The Swedish writer Selma Lagerlöf immortalised Ysätters-Kajsa in the first part of Chapter 24 of her famous novel The Wonderful Adventures of Nils (1906–1907).

She appeared to have lived in Asker parish, but she played jokes on people all over Närke and was unique to that region.

If it was winter and the snow allowed sleighs to move about, she could see many people traveling on the plain from this vantage point.

Then she would start a real storm and create snow drifts so high that people could hardly get home in the evening.

The colliers in Kilsbergen were afraid to go to sleep because as soon as she saw an unguarded charcoal kiln, she would sneak in and puff on the fire so that it would start burning brightly.

If the vicar's wife in Glanshammar had prepared afternoon coffee in her garden a Sunday in the summer and a breeze came up which lifted the table cloth and dumped the cups and plates on the ground, then everyone knew who was to blame.

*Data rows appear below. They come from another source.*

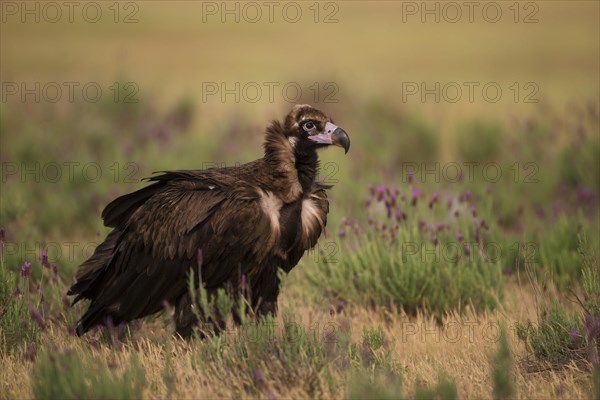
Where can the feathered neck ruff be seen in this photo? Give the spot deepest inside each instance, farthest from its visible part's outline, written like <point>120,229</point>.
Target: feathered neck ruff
<point>293,163</point>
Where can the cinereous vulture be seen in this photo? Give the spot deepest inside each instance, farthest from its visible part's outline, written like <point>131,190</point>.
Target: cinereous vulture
<point>244,223</point>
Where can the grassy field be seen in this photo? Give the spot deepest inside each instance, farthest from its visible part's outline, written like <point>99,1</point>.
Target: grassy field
<point>460,259</point>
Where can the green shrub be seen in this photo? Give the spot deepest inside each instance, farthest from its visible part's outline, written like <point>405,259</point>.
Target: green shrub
<point>557,338</point>
<point>413,254</point>
<point>502,370</point>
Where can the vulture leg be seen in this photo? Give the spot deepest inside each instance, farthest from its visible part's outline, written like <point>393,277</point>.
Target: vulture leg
<point>186,318</point>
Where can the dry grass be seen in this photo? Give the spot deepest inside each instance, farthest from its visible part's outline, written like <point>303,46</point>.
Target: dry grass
<point>460,347</point>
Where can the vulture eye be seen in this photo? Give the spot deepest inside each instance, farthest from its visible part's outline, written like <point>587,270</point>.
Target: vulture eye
<point>309,126</point>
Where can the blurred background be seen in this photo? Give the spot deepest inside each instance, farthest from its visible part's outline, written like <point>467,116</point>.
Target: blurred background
<point>96,96</point>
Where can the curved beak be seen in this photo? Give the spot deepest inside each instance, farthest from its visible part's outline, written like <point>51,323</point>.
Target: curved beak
<point>333,135</point>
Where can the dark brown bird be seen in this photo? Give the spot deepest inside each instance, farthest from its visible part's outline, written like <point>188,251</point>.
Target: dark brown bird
<point>245,221</point>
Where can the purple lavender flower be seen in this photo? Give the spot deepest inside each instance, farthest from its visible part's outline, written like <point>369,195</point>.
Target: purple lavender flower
<point>25,269</point>
<point>575,335</point>
<point>398,215</point>
<point>476,235</point>
<point>466,249</point>
<point>258,377</point>
<point>54,274</point>
<point>473,210</point>
<point>66,302</point>
<point>381,191</point>
<point>44,258</point>
<point>415,192</point>
<point>199,258</point>
<point>434,198</point>
<point>372,189</point>
<point>592,325</point>
<point>31,352</point>
<point>243,282</point>
<point>37,317</point>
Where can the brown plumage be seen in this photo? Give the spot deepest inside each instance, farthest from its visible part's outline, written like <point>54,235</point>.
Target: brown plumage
<point>247,221</point>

Whenever she was sitting on the top of a cloud watching Närke, which lay under her with its affluence and wealth of prominent homesteads on the plain and rich mines and ironworks in the hills, with its turbid Svartån River, and saw the shallow lakes of the Närke plain that were so rich in fish, and looked over the old borough of Örebro surrounding a grave, old castle with its sturdy towers, she must have thought: "The people would be much too well off, if it were not for me.